Creighton University Heider College of Business
- Established: 1920
- Dean: Anthony Hendrickson
- Students: 6,339
- Location: Harper Center Omaha, Nebraska, United States 41°15′55″N 95°56′35″W﻿ / ﻿41.26528°N 95.94306°W
- Website: www.creighton.edu/business/

= Heider College of Business =

The Heider College of Business (formerly known as the Creighton University College of Business) is the business school at Creighton University in Omaha, Nebraska, United States. Opened in 1920, it offers degrees in accounting, economics, finance, international business, marketing, management, and business intelligence and analytics. The Heider College of Business was named #2 for Return on Investment for Business Schools, as rated by Payscale.com in 2013. The Heider College of Business is located in the Harper Center building on Creighton's campus. It is accredited by the Association to Advance Collegiate Schools of Business.

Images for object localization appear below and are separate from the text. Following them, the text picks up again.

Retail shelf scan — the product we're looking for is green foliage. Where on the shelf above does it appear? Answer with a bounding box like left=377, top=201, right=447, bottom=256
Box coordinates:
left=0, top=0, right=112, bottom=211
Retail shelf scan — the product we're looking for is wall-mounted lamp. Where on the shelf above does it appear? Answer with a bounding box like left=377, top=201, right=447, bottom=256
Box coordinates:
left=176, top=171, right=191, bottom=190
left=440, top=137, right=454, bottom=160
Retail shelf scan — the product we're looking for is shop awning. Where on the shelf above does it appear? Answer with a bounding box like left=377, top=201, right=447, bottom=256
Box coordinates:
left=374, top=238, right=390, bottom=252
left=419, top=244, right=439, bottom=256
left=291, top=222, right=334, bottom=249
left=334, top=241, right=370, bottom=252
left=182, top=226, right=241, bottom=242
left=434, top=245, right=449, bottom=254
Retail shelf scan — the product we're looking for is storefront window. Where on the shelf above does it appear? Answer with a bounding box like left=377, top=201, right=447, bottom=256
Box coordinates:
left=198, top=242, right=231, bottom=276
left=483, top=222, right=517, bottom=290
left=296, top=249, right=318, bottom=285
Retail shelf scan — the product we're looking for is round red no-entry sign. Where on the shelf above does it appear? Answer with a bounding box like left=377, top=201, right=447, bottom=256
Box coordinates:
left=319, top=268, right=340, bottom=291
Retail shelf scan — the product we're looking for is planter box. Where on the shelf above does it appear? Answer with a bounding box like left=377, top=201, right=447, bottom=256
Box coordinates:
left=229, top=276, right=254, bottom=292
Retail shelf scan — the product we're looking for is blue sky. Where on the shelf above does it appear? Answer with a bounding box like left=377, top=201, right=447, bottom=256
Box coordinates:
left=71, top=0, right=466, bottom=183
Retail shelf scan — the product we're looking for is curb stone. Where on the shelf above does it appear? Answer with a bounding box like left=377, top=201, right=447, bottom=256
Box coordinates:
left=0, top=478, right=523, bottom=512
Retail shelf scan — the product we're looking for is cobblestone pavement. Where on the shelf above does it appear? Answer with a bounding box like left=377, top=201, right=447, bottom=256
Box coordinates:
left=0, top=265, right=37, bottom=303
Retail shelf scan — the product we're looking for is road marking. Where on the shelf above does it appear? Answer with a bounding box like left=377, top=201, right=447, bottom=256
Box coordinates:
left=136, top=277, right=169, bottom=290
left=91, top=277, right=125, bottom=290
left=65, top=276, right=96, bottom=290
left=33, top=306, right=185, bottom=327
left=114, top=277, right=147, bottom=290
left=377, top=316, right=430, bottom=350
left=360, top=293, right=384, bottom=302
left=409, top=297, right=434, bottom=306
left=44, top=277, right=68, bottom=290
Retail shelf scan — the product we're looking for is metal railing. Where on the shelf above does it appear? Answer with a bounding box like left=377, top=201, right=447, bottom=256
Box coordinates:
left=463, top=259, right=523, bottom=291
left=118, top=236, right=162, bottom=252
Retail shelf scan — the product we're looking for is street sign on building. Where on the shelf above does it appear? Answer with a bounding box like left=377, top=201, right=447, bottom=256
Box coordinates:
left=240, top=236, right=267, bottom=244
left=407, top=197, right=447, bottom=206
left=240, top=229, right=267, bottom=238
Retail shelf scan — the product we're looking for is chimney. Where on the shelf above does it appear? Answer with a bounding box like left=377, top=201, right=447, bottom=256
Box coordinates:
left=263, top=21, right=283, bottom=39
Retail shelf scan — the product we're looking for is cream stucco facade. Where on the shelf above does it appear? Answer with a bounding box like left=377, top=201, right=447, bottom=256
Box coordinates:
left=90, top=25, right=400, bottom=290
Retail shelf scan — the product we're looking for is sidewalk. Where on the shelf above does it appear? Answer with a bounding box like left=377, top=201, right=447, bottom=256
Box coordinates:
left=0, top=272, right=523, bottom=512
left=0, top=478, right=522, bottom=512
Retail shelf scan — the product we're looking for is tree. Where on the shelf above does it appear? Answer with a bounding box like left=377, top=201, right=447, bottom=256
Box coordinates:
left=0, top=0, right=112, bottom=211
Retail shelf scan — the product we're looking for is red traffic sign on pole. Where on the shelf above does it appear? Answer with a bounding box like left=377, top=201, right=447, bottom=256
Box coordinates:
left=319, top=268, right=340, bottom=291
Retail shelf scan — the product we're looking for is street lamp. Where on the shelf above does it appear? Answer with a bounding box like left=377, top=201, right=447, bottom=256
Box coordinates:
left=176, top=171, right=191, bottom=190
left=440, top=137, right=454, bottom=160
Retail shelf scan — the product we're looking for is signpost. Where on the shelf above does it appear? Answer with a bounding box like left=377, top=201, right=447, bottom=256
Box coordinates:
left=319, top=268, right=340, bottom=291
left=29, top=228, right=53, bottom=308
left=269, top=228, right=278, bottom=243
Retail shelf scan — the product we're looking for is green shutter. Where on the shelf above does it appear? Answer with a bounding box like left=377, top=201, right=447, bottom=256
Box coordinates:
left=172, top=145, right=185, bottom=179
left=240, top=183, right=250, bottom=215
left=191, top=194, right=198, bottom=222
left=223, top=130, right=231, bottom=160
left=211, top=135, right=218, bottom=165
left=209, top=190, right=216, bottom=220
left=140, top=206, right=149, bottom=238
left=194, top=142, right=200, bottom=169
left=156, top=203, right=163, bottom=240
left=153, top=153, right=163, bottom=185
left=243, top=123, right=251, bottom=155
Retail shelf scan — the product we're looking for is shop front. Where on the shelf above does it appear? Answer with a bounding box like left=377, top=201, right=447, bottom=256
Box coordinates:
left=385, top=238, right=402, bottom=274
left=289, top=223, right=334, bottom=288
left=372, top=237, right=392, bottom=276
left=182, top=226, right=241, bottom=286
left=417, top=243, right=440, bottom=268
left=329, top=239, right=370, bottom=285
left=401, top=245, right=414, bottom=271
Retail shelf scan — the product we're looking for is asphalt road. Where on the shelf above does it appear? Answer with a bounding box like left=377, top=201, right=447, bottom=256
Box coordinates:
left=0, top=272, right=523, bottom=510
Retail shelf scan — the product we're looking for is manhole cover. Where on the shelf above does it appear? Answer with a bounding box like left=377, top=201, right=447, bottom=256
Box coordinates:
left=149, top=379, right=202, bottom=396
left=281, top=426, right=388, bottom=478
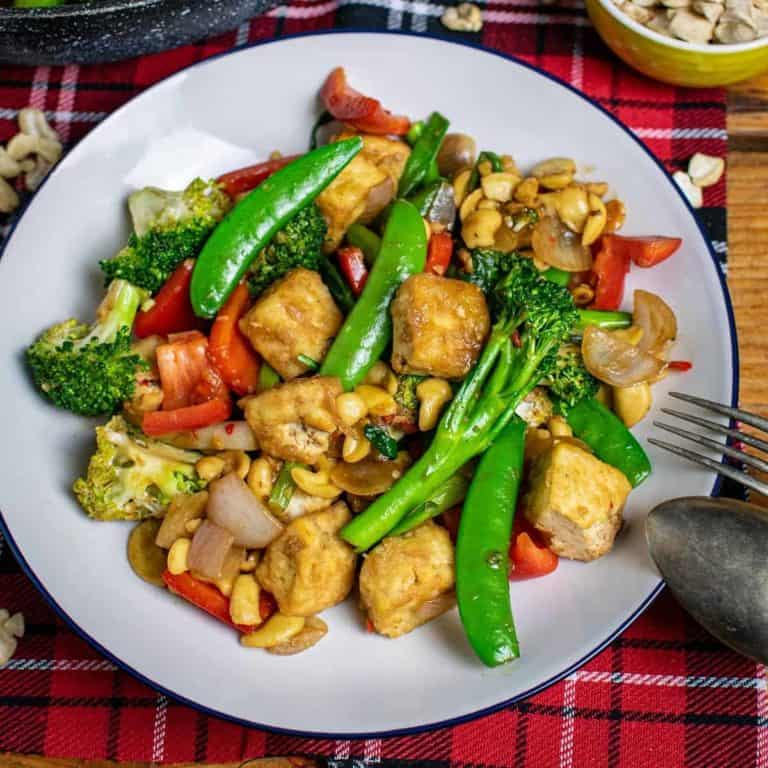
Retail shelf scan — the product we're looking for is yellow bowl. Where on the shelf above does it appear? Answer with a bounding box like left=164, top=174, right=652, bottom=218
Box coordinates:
left=586, top=0, right=768, bottom=88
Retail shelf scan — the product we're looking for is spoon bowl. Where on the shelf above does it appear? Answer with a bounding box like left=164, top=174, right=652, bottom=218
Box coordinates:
left=645, top=497, right=768, bottom=663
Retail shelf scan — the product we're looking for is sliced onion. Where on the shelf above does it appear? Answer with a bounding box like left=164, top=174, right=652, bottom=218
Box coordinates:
left=531, top=214, right=592, bottom=272
left=163, top=421, right=259, bottom=451
left=187, top=520, right=234, bottom=579
left=331, top=456, right=406, bottom=496
left=581, top=325, right=664, bottom=387
left=632, top=290, right=677, bottom=357
left=206, top=472, right=283, bottom=549
left=360, top=176, right=395, bottom=224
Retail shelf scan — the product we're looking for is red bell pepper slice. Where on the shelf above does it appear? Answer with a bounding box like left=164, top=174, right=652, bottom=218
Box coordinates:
left=320, top=67, right=411, bottom=136
left=336, top=245, right=368, bottom=296
left=163, top=571, right=277, bottom=634
left=208, top=283, right=260, bottom=395
left=604, top=235, right=683, bottom=268
left=141, top=398, right=232, bottom=437
left=133, top=259, right=200, bottom=339
left=667, top=360, right=693, bottom=373
left=509, top=514, right=560, bottom=581
left=424, top=232, right=453, bottom=275
left=156, top=331, right=227, bottom=411
left=590, top=235, right=630, bottom=310
left=216, top=155, right=299, bottom=199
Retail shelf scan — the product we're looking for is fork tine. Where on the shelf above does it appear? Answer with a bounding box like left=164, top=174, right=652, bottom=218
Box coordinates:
left=661, top=408, right=768, bottom=453
left=669, top=392, right=768, bottom=432
left=648, top=437, right=768, bottom=496
left=653, top=421, right=768, bottom=472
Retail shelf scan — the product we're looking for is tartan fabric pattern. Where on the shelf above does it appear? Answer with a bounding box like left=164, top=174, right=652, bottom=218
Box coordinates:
left=0, top=0, right=748, bottom=768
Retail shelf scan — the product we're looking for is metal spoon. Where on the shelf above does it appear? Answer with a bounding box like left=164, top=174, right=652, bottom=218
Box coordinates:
left=645, top=496, right=768, bottom=664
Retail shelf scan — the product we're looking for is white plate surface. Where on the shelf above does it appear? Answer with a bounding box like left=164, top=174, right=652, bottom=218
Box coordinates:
left=0, top=33, right=736, bottom=734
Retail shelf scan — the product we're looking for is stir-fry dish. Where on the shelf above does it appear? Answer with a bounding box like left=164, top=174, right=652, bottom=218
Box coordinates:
left=27, top=68, right=690, bottom=666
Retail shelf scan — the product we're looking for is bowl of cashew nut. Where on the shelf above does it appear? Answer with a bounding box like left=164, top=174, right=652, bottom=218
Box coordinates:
left=586, top=0, right=768, bottom=88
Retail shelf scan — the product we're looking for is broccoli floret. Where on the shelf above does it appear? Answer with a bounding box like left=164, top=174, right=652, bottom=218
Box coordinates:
left=26, top=280, right=148, bottom=416
left=341, top=257, right=578, bottom=551
left=458, top=248, right=518, bottom=296
left=545, top=344, right=600, bottom=414
left=393, top=374, right=426, bottom=413
left=101, top=179, right=231, bottom=294
left=72, top=416, right=206, bottom=520
left=248, top=203, right=328, bottom=296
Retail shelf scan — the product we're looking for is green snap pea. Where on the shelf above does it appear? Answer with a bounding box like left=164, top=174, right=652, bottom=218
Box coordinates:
left=346, top=224, right=381, bottom=268
left=320, top=200, right=427, bottom=390
left=397, top=112, right=448, bottom=197
left=267, top=461, right=305, bottom=512
left=387, top=473, right=469, bottom=536
left=190, top=136, right=363, bottom=317
left=565, top=398, right=651, bottom=488
left=456, top=417, right=525, bottom=667
left=542, top=267, right=571, bottom=288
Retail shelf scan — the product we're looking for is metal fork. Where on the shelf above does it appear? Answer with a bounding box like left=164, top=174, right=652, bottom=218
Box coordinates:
left=648, top=392, right=768, bottom=496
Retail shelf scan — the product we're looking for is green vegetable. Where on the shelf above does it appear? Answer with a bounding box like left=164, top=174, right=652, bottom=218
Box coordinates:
left=309, top=112, right=335, bottom=150
left=296, top=355, right=320, bottom=371
left=565, top=398, right=651, bottom=488
left=458, top=248, right=518, bottom=296
left=259, top=360, right=281, bottom=392
left=100, top=179, right=231, bottom=294
left=190, top=136, right=363, bottom=317
left=248, top=203, right=328, bottom=296
left=320, top=200, right=427, bottom=390
left=389, top=473, right=469, bottom=536
left=341, top=258, right=577, bottom=551
left=72, top=416, right=206, bottom=520
left=544, top=267, right=571, bottom=288
left=363, top=424, right=397, bottom=459
left=397, top=112, right=448, bottom=197
left=317, top=253, right=356, bottom=315
left=393, top=373, right=426, bottom=416
left=546, top=345, right=600, bottom=413
left=576, top=309, right=632, bottom=332
left=267, top=461, right=304, bottom=512
left=456, top=417, right=525, bottom=667
left=405, top=120, right=424, bottom=146
left=346, top=224, right=381, bottom=268
left=26, top=280, right=149, bottom=416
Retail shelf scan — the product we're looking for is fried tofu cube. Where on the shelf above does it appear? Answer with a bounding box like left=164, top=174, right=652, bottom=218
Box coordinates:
left=256, top=502, right=356, bottom=616
left=392, top=272, right=491, bottom=379
left=525, top=442, right=632, bottom=561
left=240, top=268, right=344, bottom=380
left=241, top=376, right=342, bottom=464
left=317, top=132, right=411, bottom=252
left=360, top=521, right=455, bottom=637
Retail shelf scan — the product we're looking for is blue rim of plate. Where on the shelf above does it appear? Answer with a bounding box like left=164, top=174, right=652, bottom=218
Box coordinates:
left=0, top=28, right=739, bottom=740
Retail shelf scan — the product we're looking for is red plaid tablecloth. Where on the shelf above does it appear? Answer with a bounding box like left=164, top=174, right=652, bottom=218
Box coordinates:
left=0, top=0, right=756, bottom=768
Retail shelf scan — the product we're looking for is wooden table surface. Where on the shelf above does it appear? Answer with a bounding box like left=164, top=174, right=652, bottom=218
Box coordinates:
left=0, top=75, right=768, bottom=768
left=728, top=75, right=768, bottom=416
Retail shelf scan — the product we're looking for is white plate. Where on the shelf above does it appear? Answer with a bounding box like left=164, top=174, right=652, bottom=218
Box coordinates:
left=0, top=33, right=737, bottom=735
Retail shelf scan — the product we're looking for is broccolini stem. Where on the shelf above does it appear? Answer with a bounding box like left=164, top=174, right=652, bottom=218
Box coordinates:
left=574, top=309, right=632, bottom=334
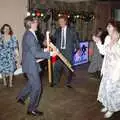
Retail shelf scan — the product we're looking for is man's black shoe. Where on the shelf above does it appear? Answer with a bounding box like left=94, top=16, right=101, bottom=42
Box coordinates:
left=66, top=85, right=73, bottom=88
left=27, top=110, right=43, bottom=116
left=17, top=99, right=25, bottom=105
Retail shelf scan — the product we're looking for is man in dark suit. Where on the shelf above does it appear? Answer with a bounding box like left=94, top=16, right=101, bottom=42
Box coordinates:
left=17, top=16, right=55, bottom=116
left=51, top=16, right=79, bottom=88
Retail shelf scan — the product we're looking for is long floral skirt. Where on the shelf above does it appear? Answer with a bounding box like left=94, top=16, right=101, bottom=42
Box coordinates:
left=97, top=73, right=120, bottom=112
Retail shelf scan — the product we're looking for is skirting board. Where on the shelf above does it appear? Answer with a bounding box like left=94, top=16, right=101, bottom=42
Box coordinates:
left=0, top=68, right=23, bottom=78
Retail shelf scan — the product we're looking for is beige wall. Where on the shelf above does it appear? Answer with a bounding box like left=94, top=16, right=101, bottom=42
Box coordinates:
left=0, top=0, right=27, bottom=58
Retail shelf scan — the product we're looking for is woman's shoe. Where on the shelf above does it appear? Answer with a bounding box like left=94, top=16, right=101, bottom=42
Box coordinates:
left=104, top=111, right=114, bottom=118
left=101, top=107, right=108, bottom=113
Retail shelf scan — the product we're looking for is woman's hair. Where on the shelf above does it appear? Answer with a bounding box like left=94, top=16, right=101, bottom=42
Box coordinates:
left=58, top=15, right=68, bottom=23
left=106, top=19, right=120, bottom=32
left=0, top=24, right=13, bottom=36
left=94, top=28, right=103, bottom=36
left=24, top=16, right=37, bottom=30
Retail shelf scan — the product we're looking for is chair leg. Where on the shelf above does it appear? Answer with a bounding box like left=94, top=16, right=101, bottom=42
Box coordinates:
left=9, top=74, right=13, bottom=87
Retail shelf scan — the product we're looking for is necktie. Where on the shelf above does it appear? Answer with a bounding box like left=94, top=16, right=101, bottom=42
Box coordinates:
left=61, top=29, right=65, bottom=49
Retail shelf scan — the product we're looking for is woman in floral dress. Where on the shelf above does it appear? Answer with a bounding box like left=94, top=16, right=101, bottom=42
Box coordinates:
left=93, top=20, right=120, bottom=118
left=0, top=24, right=19, bottom=87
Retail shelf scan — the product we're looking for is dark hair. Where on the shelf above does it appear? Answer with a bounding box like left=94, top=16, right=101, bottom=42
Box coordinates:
left=95, top=28, right=103, bottom=35
left=58, top=15, right=68, bottom=22
left=106, top=19, right=120, bottom=32
left=24, top=16, right=37, bottom=30
left=0, top=24, right=13, bottom=36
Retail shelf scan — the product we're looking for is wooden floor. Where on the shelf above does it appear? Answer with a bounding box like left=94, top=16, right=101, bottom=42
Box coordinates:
left=0, top=65, right=120, bottom=120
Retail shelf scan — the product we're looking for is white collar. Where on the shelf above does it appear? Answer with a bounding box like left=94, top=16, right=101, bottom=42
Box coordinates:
left=29, top=29, right=37, bottom=40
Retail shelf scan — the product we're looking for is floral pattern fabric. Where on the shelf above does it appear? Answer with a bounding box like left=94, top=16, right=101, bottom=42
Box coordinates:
left=0, top=36, right=18, bottom=74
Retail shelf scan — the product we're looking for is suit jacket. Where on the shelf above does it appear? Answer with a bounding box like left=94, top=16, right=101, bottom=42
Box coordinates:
left=22, top=31, right=50, bottom=73
left=53, top=27, right=79, bottom=62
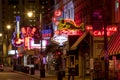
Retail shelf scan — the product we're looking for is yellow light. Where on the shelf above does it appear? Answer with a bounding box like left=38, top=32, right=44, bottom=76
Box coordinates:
left=27, top=11, right=33, bottom=17
left=0, top=33, right=2, bottom=37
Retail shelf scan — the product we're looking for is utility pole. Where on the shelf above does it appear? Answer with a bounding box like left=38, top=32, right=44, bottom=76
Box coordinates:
left=40, top=12, right=45, bottom=78
left=103, top=0, right=109, bottom=80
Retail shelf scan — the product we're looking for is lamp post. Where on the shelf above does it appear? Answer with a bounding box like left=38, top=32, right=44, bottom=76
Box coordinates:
left=103, top=0, right=109, bottom=80
left=40, top=13, right=45, bottom=78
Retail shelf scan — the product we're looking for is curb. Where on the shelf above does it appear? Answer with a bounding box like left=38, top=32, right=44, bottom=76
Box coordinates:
left=12, top=71, right=41, bottom=80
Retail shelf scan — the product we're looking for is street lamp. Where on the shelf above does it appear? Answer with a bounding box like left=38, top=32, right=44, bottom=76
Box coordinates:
left=27, top=11, right=33, bottom=17
left=39, top=13, right=45, bottom=78
left=7, top=25, right=11, bottom=30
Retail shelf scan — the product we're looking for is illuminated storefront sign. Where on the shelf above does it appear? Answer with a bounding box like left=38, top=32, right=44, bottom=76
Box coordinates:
left=52, top=9, right=62, bottom=25
left=86, top=25, right=117, bottom=36
left=42, top=29, right=52, bottom=39
left=55, top=19, right=85, bottom=35
left=51, top=35, right=68, bottom=45
left=12, top=32, right=24, bottom=47
left=30, top=38, right=47, bottom=49
left=21, top=27, right=37, bottom=37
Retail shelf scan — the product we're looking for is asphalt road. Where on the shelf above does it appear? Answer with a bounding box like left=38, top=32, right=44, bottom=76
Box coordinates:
left=0, top=71, right=37, bottom=80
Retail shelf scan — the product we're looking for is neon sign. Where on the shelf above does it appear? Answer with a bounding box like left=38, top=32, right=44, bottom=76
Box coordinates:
left=55, top=19, right=85, bottom=35
left=12, top=32, right=24, bottom=47
left=52, top=9, right=62, bottom=25
left=25, top=37, right=47, bottom=50
left=51, top=35, right=68, bottom=45
left=86, top=25, right=117, bottom=36
left=21, top=27, right=37, bottom=36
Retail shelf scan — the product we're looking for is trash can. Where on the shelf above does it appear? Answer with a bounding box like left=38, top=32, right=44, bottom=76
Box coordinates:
left=24, top=66, right=29, bottom=74
left=57, top=71, right=65, bottom=80
left=30, top=67, right=35, bottom=75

An average of 400 graduate students annually complete degrees in Master of Business Administration, Master of Science in Business Intelligence and Analytics, and Master of Science in Investment Management and Financial Analysis. The dean of the Heider College of Business is Anthony Hendrickson.

The Creighton University College of Business was renamed to the Heider College of Business on October 23, 2013 to acknowledge donations from Charles F. Heider and Mary C. Heider of Omaha. This made the college the first named school at Creighton University.